Geçen yüzyıl sonlarında, 1881’de Silivri zenginleri Rumlar tarafından, Mimar Mavrides’e tamamen yeni bir bina halinde inşa ettirilmişti. 1881’den sonraki şekli ile bu bina öncekinden o derece farklıdır ki, mimarın orijinal binayı ya tamamen yıktığına veya da bazen yapıldığı gibi bir kılıf içine alındığına ihtimal verilebilir. Silivri’deki araştırmalarımızda bu binaya dair işarete rastlanamadı.”
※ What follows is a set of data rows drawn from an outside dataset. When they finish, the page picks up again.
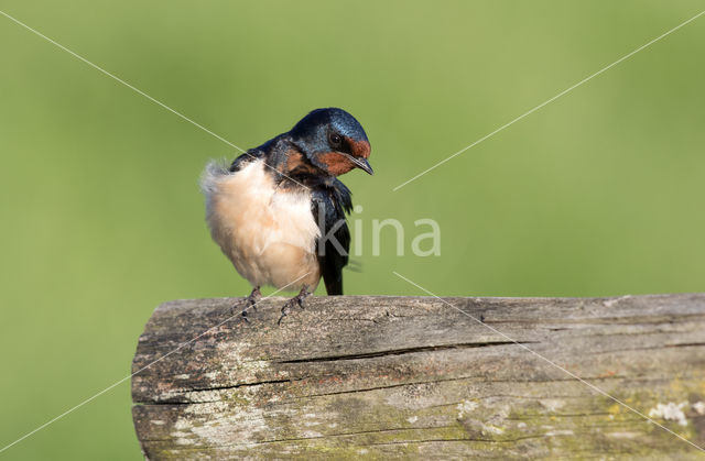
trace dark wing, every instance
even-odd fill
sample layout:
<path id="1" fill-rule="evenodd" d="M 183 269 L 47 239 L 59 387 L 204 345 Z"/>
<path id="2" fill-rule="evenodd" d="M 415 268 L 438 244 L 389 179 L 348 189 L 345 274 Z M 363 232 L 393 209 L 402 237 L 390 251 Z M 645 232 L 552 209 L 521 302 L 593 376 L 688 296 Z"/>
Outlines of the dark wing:
<path id="1" fill-rule="evenodd" d="M 311 211 L 321 229 L 316 253 L 328 295 L 343 294 L 343 267 L 348 263 L 350 251 L 350 231 L 345 213 L 351 209 L 350 190 L 338 179 L 332 186 L 318 186 L 312 190 Z"/>

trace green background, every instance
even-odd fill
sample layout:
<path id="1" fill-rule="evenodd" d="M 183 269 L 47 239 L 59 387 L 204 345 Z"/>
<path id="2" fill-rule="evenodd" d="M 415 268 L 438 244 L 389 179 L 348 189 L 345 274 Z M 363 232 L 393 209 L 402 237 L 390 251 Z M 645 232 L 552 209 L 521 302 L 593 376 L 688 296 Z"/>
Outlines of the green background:
<path id="1" fill-rule="evenodd" d="M 347 294 L 705 290 L 705 17 L 391 189 L 698 13 L 698 1 L 3 0 L 1 10 L 241 147 L 338 106 L 377 174 Z M 197 178 L 234 149 L 0 17 L 0 447 L 130 372 L 152 309 L 249 287 Z M 388 229 L 371 255 L 371 221 Z M 442 254 L 411 254 L 435 219 Z M 0 458 L 140 459 L 129 383 Z"/>

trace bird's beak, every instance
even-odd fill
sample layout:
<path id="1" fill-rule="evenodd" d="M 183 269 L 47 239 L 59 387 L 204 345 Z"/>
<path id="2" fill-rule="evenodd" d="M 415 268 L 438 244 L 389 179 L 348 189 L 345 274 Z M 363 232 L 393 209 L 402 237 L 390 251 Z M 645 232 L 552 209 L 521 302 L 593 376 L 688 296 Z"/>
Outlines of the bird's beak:
<path id="1" fill-rule="evenodd" d="M 370 163 L 367 161 L 367 158 L 354 157 L 352 155 L 348 155 L 348 154 L 346 154 L 346 156 L 350 160 L 350 162 L 352 162 L 355 164 L 355 166 L 357 166 L 358 168 L 362 169 L 367 174 L 369 174 L 369 175 L 373 175 L 375 174 L 375 171 L 370 166 Z"/>

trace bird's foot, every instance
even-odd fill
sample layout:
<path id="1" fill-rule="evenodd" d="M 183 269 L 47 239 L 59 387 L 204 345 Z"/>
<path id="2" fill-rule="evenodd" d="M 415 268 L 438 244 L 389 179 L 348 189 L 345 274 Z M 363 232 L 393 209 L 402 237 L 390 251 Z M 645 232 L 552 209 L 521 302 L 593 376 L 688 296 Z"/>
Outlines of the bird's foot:
<path id="1" fill-rule="evenodd" d="M 289 311 L 291 310 L 292 307 L 299 306 L 303 309 L 304 300 L 311 295 L 312 293 L 308 292 L 308 287 L 304 286 L 303 288 L 301 288 L 301 292 L 299 292 L 296 296 L 294 296 L 293 298 L 284 303 L 284 306 L 282 306 L 282 316 L 279 318 L 279 321 L 276 322 L 276 325 L 282 323 L 282 320 L 284 319 L 284 317 L 289 315 Z"/>
<path id="2" fill-rule="evenodd" d="M 257 310 L 257 303 L 260 301 L 260 299 L 262 298 L 262 293 L 260 292 L 260 287 L 254 287 L 252 289 L 252 293 L 250 293 L 250 296 L 248 296 L 247 298 L 245 298 L 243 301 L 243 306 L 242 306 L 242 311 L 240 312 L 240 316 L 242 318 L 242 320 L 245 320 L 246 322 L 250 322 L 250 319 L 247 317 L 248 316 L 248 310 L 249 309 L 254 309 Z M 232 315 L 235 316 L 235 310 L 240 306 L 240 304 L 236 304 L 235 306 L 232 306 Z"/>

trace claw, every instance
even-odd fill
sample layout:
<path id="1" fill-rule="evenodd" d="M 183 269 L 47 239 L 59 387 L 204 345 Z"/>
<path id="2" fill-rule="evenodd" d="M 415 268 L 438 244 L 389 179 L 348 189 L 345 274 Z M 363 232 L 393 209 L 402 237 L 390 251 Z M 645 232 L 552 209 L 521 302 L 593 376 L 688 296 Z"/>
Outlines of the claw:
<path id="1" fill-rule="evenodd" d="M 282 320 L 289 315 L 289 311 L 292 307 L 294 307 L 294 305 L 299 305 L 299 307 L 303 309 L 305 307 L 304 300 L 311 295 L 312 293 L 308 292 L 308 287 L 304 286 L 303 288 L 301 288 L 301 292 L 299 292 L 296 296 L 284 303 L 284 305 L 282 306 L 282 316 L 276 321 L 276 325 L 282 325 Z"/>

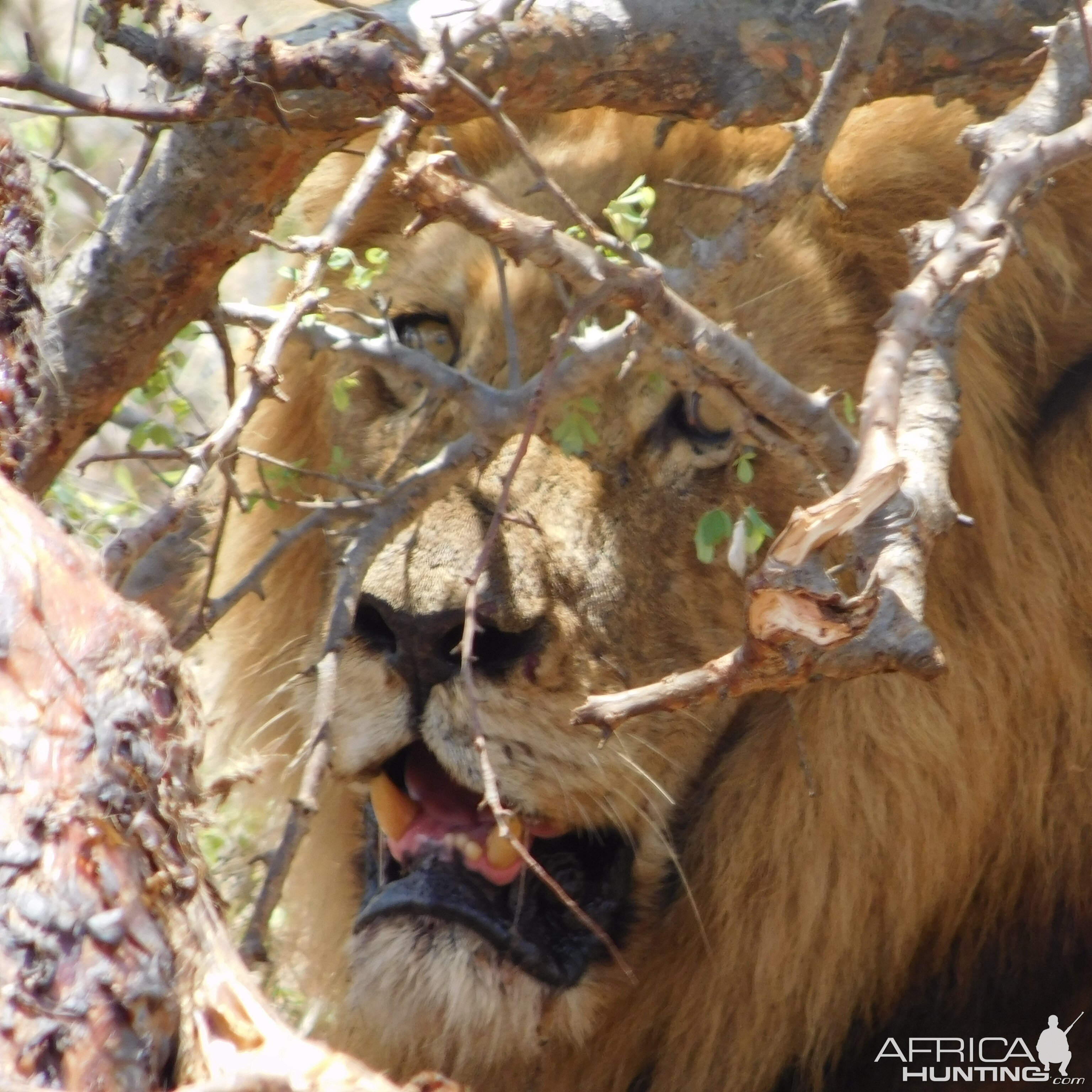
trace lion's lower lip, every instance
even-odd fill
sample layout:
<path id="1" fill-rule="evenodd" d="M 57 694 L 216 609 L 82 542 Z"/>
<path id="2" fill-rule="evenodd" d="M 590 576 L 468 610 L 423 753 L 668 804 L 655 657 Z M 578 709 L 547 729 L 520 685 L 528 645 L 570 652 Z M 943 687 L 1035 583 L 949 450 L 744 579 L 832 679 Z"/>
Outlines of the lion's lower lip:
<path id="1" fill-rule="evenodd" d="M 367 843 L 377 845 L 367 809 Z M 574 986 L 590 963 L 607 959 L 596 938 L 534 875 L 498 887 L 458 855 L 431 854 L 403 871 L 384 852 L 365 857 L 366 890 L 354 931 L 390 917 L 430 917 L 463 925 L 527 974 L 557 988 Z M 621 943 L 630 916 L 633 853 L 615 831 L 577 832 L 535 843 L 534 856 L 595 922 Z M 519 915 L 517 921 L 517 914 Z"/>

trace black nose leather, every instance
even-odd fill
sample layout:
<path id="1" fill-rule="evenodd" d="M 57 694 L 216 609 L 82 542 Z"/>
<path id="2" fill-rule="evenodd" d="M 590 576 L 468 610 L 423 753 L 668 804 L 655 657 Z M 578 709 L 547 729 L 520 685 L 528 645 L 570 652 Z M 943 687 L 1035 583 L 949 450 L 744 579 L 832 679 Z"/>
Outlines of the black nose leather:
<path id="1" fill-rule="evenodd" d="M 459 643 L 464 615 L 460 609 L 436 614 L 396 610 L 377 595 L 364 594 L 356 606 L 354 629 L 372 652 L 381 653 L 406 681 L 414 708 L 420 712 L 432 687 L 459 673 Z M 474 638 L 474 668 L 487 676 L 502 675 L 517 661 L 538 650 L 543 625 L 511 632 L 478 619 Z"/>

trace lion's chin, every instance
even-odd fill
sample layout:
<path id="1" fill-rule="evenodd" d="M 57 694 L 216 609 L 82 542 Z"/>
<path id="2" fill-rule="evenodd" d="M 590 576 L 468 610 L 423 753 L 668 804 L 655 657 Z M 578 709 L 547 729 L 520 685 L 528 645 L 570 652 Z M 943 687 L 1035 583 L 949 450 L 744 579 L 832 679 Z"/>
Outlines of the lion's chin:
<path id="1" fill-rule="evenodd" d="M 579 1045 L 596 990 L 555 989 L 466 926 L 387 917 L 349 945 L 351 1046 L 396 1079 L 435 1069 L 466 1083 L 533 1071 L 543 1043 Z"/>

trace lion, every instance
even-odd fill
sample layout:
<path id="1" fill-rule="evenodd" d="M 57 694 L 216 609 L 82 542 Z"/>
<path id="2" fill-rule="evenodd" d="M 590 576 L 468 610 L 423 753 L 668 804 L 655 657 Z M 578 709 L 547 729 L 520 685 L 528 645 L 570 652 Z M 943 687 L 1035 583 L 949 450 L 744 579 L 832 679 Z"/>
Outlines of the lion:
<path id="1" fill-rule="evenodd" d="M 805 389 L 857 397 L 876 323 L 909 278 L 900 230 L 974 185 L 958 144 L 973 120 L 962 103 L 924 98 L 856 109 L 826 169 L 844 209 L 804 200 L 701 306 Z M 667 179 L 739 188 L 788 141 L 690 122 L 664 138 L 654 118 L 604 110 L 526 128 L 593 215 L 644 175 L 651 252 L 673 266 L 739 202 Z M 450 140 L 505 200 L 567 226 L 491 123 Z M 358 163 L 330 156 L 293 227 L 321 225 Z M 938 681 L 713 698 L 602 743 L 571 723 L 586 696 L 740 641 L 743 581 L 723 555 L 696 556 L 702 514 L 750 506 L 776 530 L 815 483 L 765 451 L 743 480 L 731 405 L 688 388 L 655 341 L 590 392 L 582 452 L 562 450 L 556 416 L 532 440 L 482 584 L 479 714 L 522 836 L 634 981 L 479 808 L 455 645 L 514 438 L 382 549 L 342 655 L 334 778 L 276 953 L 322 1000 L 328 1040 L 399 1080 L 435 1069 L 482 1092 L 875 1089 L 903 1081 L 898 1063 L 874 1060 L 889 1036 L 903 1051 L 906 1035 L 1029 1041 L 1048 1012 L 1088 1007 L 1092 417 L 1078 365 L 1092 351 L 1090 181 L 1073 169 L 1046 188 L 1020 252 L 963 320 L 951 482 L 975 522 L 939 542 L 929 568 L 926 620 L 950 666 Z M 346 245 L 389 252 L 373 287 L 400 337 L 506 385 L 489 247 L 443 222 L 406 237 L 413 217 L 389 187 Z M 529 264 L 509 264 L 507 283 L 526 378 L 566 293 Z M 342 287 L 328 302 L 378 313 Z M 289 463 L 396 478 L 463 430 L 361 357 L 294 343 L 282 370 L 285 401 L 263 406 L 246 442 Z M 239 473 L 256 487 L 242 461 Z M 289 505 L 233 514 L 217 587 L 299 518 Z M 320 533 L 287 551 L 264 597 L 244 601 L 203 653 L 219 677 L 214 761 L 263 753 L 266 811 L 308 732 L 335 556 Z"/>

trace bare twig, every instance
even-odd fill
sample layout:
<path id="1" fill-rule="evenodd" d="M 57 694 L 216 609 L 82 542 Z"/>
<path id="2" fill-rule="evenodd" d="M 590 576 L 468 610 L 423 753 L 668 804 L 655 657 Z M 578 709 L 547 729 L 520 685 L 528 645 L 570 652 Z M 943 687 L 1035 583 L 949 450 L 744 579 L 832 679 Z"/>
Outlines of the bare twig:
<path id="1" fill-rule="evenodd" d="M 227 527 L 227 512 L 232 506 L 232 490 L 224 483 L 224 498 L 219 502 L 219 518 L 216 520 L 216 530 L 213 533 L 212 545 L 209 547 L 209 565 L 205 568 L 204 583 L 201 585 L 201 600 L 198 603 L 197 614 L 190 627 L 203 628 L 204 619 L 209 610 L 209 593 L 212 591 L 212 582 L 216 579 L 216 562 L 219 560 L 219 547 L 224 541 L 224 530 Z M 207 630 L 206 630 L 207 632 Z"/>
<path id="2" fill-rule="evenodd" d="M 829 394 L 798 390 L 759 357 L 753 345 L 721 327 L 664 284 L 651 269 L 608 261 L 547 219 L 501 203 L 486 187 L 448 169 L 450 156 L 415 153 L 399 186 L 422 212 L 450 217 L 512 256 L 560 274 L 578 293 L 604 284 L 657 333 L 689 353 L 840 480 L 850 473 L 856 441 L 829 408 Z"/>
<path id="3" fill-rule="evenodd" d="M 337 689 L 337 653 L 328 652 L 319 661 L 318 688 L 314 696 L 314 714 L 311 721 L 311 736 L 304 750 L 307 762 L 299 783 L 299 792 L 289 802 L 288 821 L 285 823 L 281 843 L 270 858 L 262 889 L 258 893 L 254 909 L 239 945 L 239 954 L 249 965 L 269 960 L 265 938 L 269 934 L 270 916 L 281 901 L 288 869 L 296 851 L 311 827 L 311 818 L 319 809 L 319 790 L 330 767 L 330 722 L 334 713 Z"/>
<path id="4" fill-rule="evenodd" d="M 1052 51 L 1065 45 L 1055 35 Z M 1041 80 L 1054 87 L 1069 82 L 1046 69 Z M 1058 111 L 1035 115 L 1044 116 Z M 748 582 L 744 644 L 698 670 L 591 697 L 574 712 L 575 723 L 609 732 L 630 716 L 713 692 L 787 690 L 816 677 L 897 669 L 931 678 L 943 669 L 922 618 L 933 542 L 957 518 L 948 466 L 959 431 L 952 369 L 959 318 L 971 286 L 1000 269 L 1025 194 L 1092 157 L 1092 110 L 1054 135 L 1029 128 L 1021 143 L 1011 118 L 975 127 L 972 138 L 989 155 L 974 192 L 949 219 L 912 233 L 919 270 L 895 297 L 868 366 L 857 467 L 838 494 L 797 509 L 771 545 Z M 815 551 L 854 529 L 865 586 L 846 598 Z"/>
<path id="5" fill-rule="evenodd" d="M 79 178 L 84 186 L 93 189 L 104 201 L 109 201 L 114 197 L 114 190 L 109 188 L 105 182 L 100 182 L 94 175 L 88 175 L 86 170 L 82 167 L 78 167 L 74 163 L 69 163 L 67 159 L 57 159 L 48 155 L 41 155 L 40 152 L 32 152 L 31 155 L 35 159 L 40 159 L 50 170 L 63 170 L 74 178 Z"/>
<path id="6" fill-rule="evenodd" d="M 227 394 L 227 402 L 230 405 L 235 401 L 235 375 L 239 368 L 235 363 L 235 354 L 232 352 L 232 340 L 227 336 L 227 327 L 224 325 L 224 314 L 218 307 L 212 308 L 209 312 L 207 322 L 224 361 L 224 392 Z"/>
<path id="7" fill-rule="evenodd" d="M 549 356 L 547 357 L 546 364 L 543 366 L 543 370 L 539 373 L 538 385 L 533 397 L 531 399 L 531 404 L 527 407 L 527 417 L 523 427 L 523 435 L 520 437 L 520 442 L 512 455 L 512 461 L 508 464 L 508 470 L 505 472 L 505 476 L 501 479 L 500 495 L 497 498 L 497 505 L 494 509 L 492 518 L 489 521 L 489 527 L 486 531 L 485 538 L 482 543 L 482 549 L 478 551 L 477 559 L 474 562 L 474 568 L 466 577 L 467 586 L 466 602 L 463 608 L 463 636 L 459 643 L 459 649 L 462 662 L 461 678 L 463 681 L 463 689 L 466 692 L 466 703 L 470 709 L 471 723 L 474 728 L 474 748 L 478 752 L 478 761 L 482 771 L 482 784 L 485 790 L 485 802 L 488 804 L 489 810 L 492 812 L 494 820 L 497 823 L 497 829 L 500 831 L 501 838 L 509 842 L 509 844 L 523 859 L 524 865 L 530 868 L 531 871 L 533 871 L 535 876 L 537 876 L 538 879 L 546 885 L 546 887 L 549 888 L 549 890 L 561 901 L 566 909 L 573 914 L 580 924 L 583 925 L 584 928 L 586 928 L 596 938 L 596 940 L 603 945 L 606 951 L 610 954 L 612 959 L 614 959 L 630 982 L 636 983 L 637 977 L 633 974 L 632 969 L 626 962 L 621 952 L 618 950 L 618 947 L 610 939 L 606 930 L 587 914 L 587 912 L 565 890 L 565 888 L 561 887 L 560 883 L 558 883 L 556 879 L 554 879 L 553 876 L 549 875 L 549 873 L 546 871 L 545 868 L 543 868 L 542 864 L 539 864 L 539 862 L 532 856 L 531 851 L 523 844 L 521 839 L 513 834 L 508 822 L 512 812 L 506 808 L 501 802 L 497 775 L 492 769 L 492 763 L 489 761 L 488 745 L 485 732 L 482 727 L 482 717 L 478 709 L 477 689 L 474 684 L 474 634 L 477 630 L 478 586 L 482 581 L 482 575 L 485 573 L 486 568 L 489 565 L 489 557 L 492 554 L 494 544 L 496 543 L 497 535 L 500 532 L 501 521 L 505 519 L 508 511 L 508 500 L 512 491 L 512 482 L 515 479 L 515 474 L 520 468 L 520 463 L 523 462 L 523 458 L 527 453 L 531 438 L 538 431 L 542 423 L 543 410 L 546 405 L 547 392 L 557 371 L 558 363 L 563 356 L 569 344 L 569 340 L 575 331 L 580 320 L 589 312 L 595 310 L 600 302 L 602 302 L 602 294 L 598 297 L 593 296 L 580 300 L 572 309 L 570 309 L 569 313 L 566 314 L 557 334 L 554 337 Z"/>
<path id="8" fill-rule="evenodd" d="M 527 139 L 520 131 L 520 127 L 515 124 L 514 121 L 501 109 L 501 103 L 505 99 L 505 88 L 500 87 L 495 95 L 491 97 L 482 91 L 476 84 L 472 83 L 465 76 L 454 71 L 454 69 L 448 69 L 448 74 L 451 78 L 452 83 L 455 84 L 460 91 L 463 91 L 468 95 L 475 103 L 478 104 L 484 110 L 486 110 L 489 117 L 496 122 L 497 128 L 501 131 L 508 142 L 515 150 L 517 154 L 523 162 L 531 168 L 531 173 L 535 176 L 536 187 L 538 189 L 548 190 L 554 194 L 555 198 L 561 203 L 561 206 L 569 214 L 573 224 L 578 224 L 594 242 L 600 246 L 609 247 L 612 250 L 617 251 L 620 254 L 625 254 L 634 265 L 651 265 L 653 268 L 658 268 L 656 263 L 649 258 L 646 254 L 642 254 L 639 250 L 634 250 L 625 239 L 619 239 L 617 236 L 612 235 L 609 232 L 604 232 L 603 228 L 592 219 L 591 216 L 584 212 L 575 201 L 558 185 L 556 178 L 554 178 L 549 171 L 538 162 L 538 157 L 534 154 L 531 145 L 527 143 Z"/>
<path id="9" fill-rule="evenodd" d="M 508 277 L 505 275 L 505 256 L 496 247 L 490 247 L 492 263 L 497 270 L 497 293 L 500 296 L 500 314 L 505 322 L 505 349 L 508 354 L 508 387 L 515 390 L 523 380 L 520 378 L 520 340 L 515 333 L 512 304 L 508 298 Z"/>
<path id="10" fill-rule="evenodd" d="M 56 99 L 58 103 L 66 103 L 70 107 L 68 110 L 62 110 L 57 107 L 11 99 L 0 102 L 0 105 L 8 107 L 8 109 L 26 110 L 31 114 L 49 114 L 63 118 L 127 118 L 130 121 L 165 126 L 199 121 L 212 109 L 212 102 L 203 96 L 176 99 L 171 103 L 156 103 L 154 99 L 144 103 L 115 103 L 109 97 L 88 95 L 86 92 L 76 91 L 75 87 L 69 87 L 59 80 L 52 79 L 33 58 L 25 72 L 0 72 L 0 87 L 37 92 Z"/>
<path id="11" fill-rule="evenodd" d="M 839 7 L 848 12 L 848 26 L 833 66 L 822 74 L 822 87 L 810 109 L 784 127 L 793 135 L 792 145 L 770 175 L 732 193 L 744 202 L 744 207 L 725 230 L 713 239 L 695 240 L 693 257 L 699 268 L 744 261 L 802 197 L 823 186 L 827 157 L 868 84 L 883 45 L 885 27 L 897 4 L 895 0 L 852 0 Z"/>
<path id="12" fill-rule="evenodd" d="M 278 466 L 281 470 L 290 471 L 293 474 L 299 474 L 301 477 L 314 477 L 322 482 L 332 482 L 334 485 L 344 486 L 356 494 L 380 492 L 383 489 L 383 486 L 378 482 L 357 482 L 342 474 L 328 474 L 325 471 L 312 471 L 306 466 L 295 466 L 283 459 L 276 459 L 273 455 L 266 455 L 264 452 L 253 451 L 250 448 L 237 448 L 236 450 L 240 455 L 247 455 L 247 458 L 253 459 L 257 463 L 268 463 L 270 466 Z"/>
<path id="13" fill-rule="evenodd" d="M 314 292 L 306 292 L 285 306 L 284 321 L 274 323 L 257 360 L 251 367 L 250 381 L 246 390 L 232 403 L 221 426 L 201 443 L 188 451 L 189 466 L 179 478 L 170 495 L 143 523 L 121 531 L 103 551 L 103 563 L 107 574 L 120 586 L 136 560 L 143 557 L 164 535 L 174 531 L 181 522 L 187 509 L 197 499 L 201 483 L 209 471 L 228 454 L 246 424 L 263 399 L 276 389 L 280 376 L 276 361 L 289 334 L 290 318 L 298 323 L 313 309 L 319 297 Z"/>

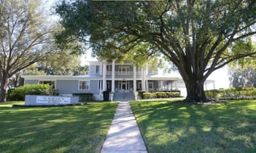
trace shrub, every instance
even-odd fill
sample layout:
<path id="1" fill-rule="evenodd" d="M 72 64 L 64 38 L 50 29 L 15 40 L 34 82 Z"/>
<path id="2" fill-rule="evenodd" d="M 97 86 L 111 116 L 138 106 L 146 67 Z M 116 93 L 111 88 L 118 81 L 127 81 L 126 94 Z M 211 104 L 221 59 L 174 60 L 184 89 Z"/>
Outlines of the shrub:
<path id="1" fill-rule="evenodd" d="M 144 99 L 150 99 L 152 98 L 152 93 L 143 93 L 143 98 Z"/>
<path id="2" fill-rule="evenodd" d="M 205 91 L 206 95 L 217 99 L 247 99 L 255 98 L 256 88 L 229 88 Z"/>
<path id="3" fill-rule="evenodd" d="M 138 98 L 144 99 L 143 93 L 146 93 L 146 91 L 138 91 Z"/>

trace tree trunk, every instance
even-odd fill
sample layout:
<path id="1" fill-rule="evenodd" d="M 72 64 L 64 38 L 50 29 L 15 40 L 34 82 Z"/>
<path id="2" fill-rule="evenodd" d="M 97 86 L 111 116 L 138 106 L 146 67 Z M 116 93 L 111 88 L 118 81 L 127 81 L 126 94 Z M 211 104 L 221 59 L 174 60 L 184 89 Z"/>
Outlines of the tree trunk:
<path id="1" fill-rule="evenodd" d="M 7 76 L 1 78 L 0 84 L 0 103 L 7 101 L 7 93 L 9 79 Z"/>
<path id="2" fill-rule="evenodd" d="M 185 102 L 195 103 L 207 101 L 203 90 L 204 80 L 190 79 L 184 80 L 187 88 Z"/>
Eyice’nin araştırmalarını yaptığı yıllarda bu kilise çoktan yıkılmış, içindeki birçok eşya yağma edilmiş, kereste vb. malzemeleri kapanın elinde kalmıştı. Hatta kilisenin büyük sütunlarından birkaçı Uluşahin’lerin Karasinan Çiftliği’nde bulunmaktadır.
Fatih Mahallesi’nde, Taşmektep Sokağı ile Tavanlı Çeşme Sokağı’nın kesiştiği yerde bir Ermeni kilisesi vardı. Bu kilise 1950’lerde sinema olarak kullanıldı. 1960’11 yıllarda yıktırılarak yerine ev yapıldı. Grek Ansiklopedisi’ne göre Silivri’deki Ermeni kilisesi’nin adı Aya Yorgi idi.
Fatih (Kale) Parkı’nın kuzeyinden geçen yol üzerinde Silivrili Yahudilere ait bir sinagog (havra) bulunmaktaydı. Burası da 1960’lı yıllara kadar ayakta duruyordu, bakımsızlıktan yıkıldı.
Camilere gelince, Ayrıntılı biçimde anlattığımız Piri Mehmet Paşa Camisi dışında Silivri’de şu camiler bulunuyordu:
Alibey Mahallesinde, bugünkü Devlet Hastanesi’nin bahçesinin bulunduğu yerde Alibey Camisi; E-5 Karayolu yakınında, Bekleme denilen mevki yakınında, son yıllarda yeniden yaptırılarak ibadete açılan Kır Camisi; Fevzipaşa Caddesi’nde 13 No.’lu evin Şerif Sokağı’na bakan bahçesinde Kasımpaşa Camisi.
Piri Paşa Mahallesi’nde, iskele Caddesi’nde eski Orta Gazino’nun karşısında Danişmend Mescidi. (Muharrem Hoca’nın evinin yerine yaptırılmış apartmanın olduğu yer. Burada Danişmend (halk ‘Telaşman’ der) Dede’nin mezarı da bulunmaktadır.
Fatih Mahallesi’ndeyse, A. Apokaukos’un yaptırdığı kiliseden çevrilme eski Fatih Camisi vardı.
Silivri Surlarının Ortakapı denilen mevkide kapının dış kısmın da ve doğusunda, hemen hemen kapıya bitişik Abdülgani Mescidi bulunmaktaydı.
Alibey Camisi ise Balkan harbinde Bulgarlar tarafından yıkılmıştır.